A Toronto-Dominion Bank study released on Wednesday shows women accounted for 24.4 per cent of directors on the boards of companies in the benchmark S&P/TSX Composite Index as of 2018, an increase from 12.9 per cent in 2014 before new reporting rules were introduced by provincial securities regulators.
Companies in the composite index with annual revenue less than $1-billion have showed the greatest progress in percentage terms, with women comprising 22.4 per cent of directors in 2018 compared with 10 per cent in 2014. Women represented 30.9 per cent of directors at the largest companies in the index – those with revenue of more than $5-billion – up from 22 per cent in 2014.
Canadian securities regulators introduced new rules in 2015 that require publicly listed companies to report annually on their gender diversity policies for boards and disclose whether they have set targets for women. Companies are not required to have diversity policies or targets, but must explain why they do not – an approach known as “comply or explain.”
When the rules were introduced in 2015, the Ontario Securities Commission said it would review progress after three years to determine whether the policies have been effective or need to be strengthened. Among the options raised by diversity advocates, regulators could require companies to have formal diversity policies, require policies to include targets, or set mandatory quotas.
But TD Bank chief economist Beata Caranci said she believes progress has been steady under the new regime and there is no evidence that companies in the composite index have stopped adding women or are beginning to plateau in their progress.
“When I look at these TSX results, it was actually a little faster than I was expecting to see, and part of it is because there was such a low starting point,” Ms.

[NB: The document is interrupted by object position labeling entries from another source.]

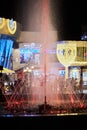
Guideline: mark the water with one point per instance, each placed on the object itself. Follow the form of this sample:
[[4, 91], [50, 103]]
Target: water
[[46, 92]]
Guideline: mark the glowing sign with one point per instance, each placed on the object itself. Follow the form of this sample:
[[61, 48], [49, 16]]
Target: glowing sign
[[12, 26], [8, 26], [2, 23], [66, 53]]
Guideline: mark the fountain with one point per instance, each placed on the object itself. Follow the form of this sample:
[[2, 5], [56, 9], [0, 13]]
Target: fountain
[[46, 92]]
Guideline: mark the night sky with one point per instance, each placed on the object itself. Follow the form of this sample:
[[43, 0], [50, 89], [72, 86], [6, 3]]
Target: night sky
[[68, 15]]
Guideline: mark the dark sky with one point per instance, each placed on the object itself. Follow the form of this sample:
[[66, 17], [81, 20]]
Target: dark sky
[[68, 15]]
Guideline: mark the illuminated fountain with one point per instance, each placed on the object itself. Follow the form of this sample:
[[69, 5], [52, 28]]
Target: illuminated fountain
[[46, 89]]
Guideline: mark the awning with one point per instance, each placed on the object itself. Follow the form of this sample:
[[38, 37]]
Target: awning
[[8, 71]]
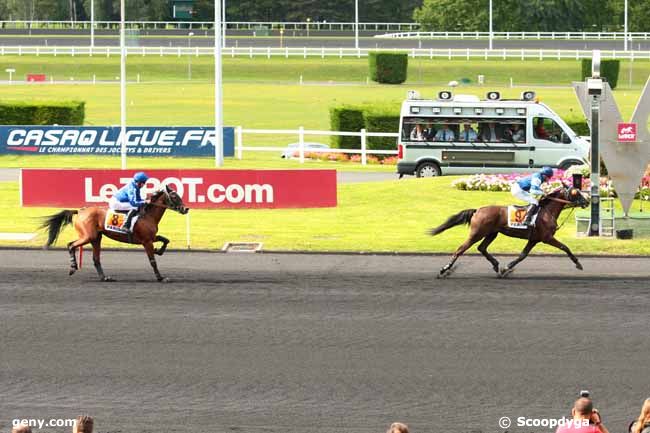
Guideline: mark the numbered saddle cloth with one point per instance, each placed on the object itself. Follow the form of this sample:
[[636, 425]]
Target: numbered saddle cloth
[[115, 221], [517, 215]]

Caranci said in an interview.
She said her review of progress in other countries suggests “comply or explain” rules can be as effective as mandatory quotas if companies have enough time to change their boards. Ms. Caranci said several large institutional shareholders have also adopted policies in the past two years to push companies to improve diversity, which should have an additional impact.
“We still have yet to see those outcomes come through in the data, so that’s why I think it would be premature to make any shifts at this stage,” Ms. Caranci said. “I think we’re still in early phases of the changes that are occurring.”
A report released in September by Canada’s provincial securities commissions showed women filled just 15 per cent of board seats in Canada in 2018, a modest improvement from 11 per cent in 2015. That study looked at 648 companies in Canada while the TD report considered the 243 members of the S&P/TSX composite index.
Ms. Caranci said the September report included very small companies where progress is often slowest. Many of them are run by their founders and have only a few directors, which means board turnover is low.
Companies with revenue less than $1-billion account for two-thirds of the S&P/TSX composite index. The TD report said that tier of the market must show significant improvement in order to shift Canada’s overall diversity numbers. If all the smaller companies on the index had three female directors, for example, the proportion of women over all would climb to 34 per cent from 24 per cent.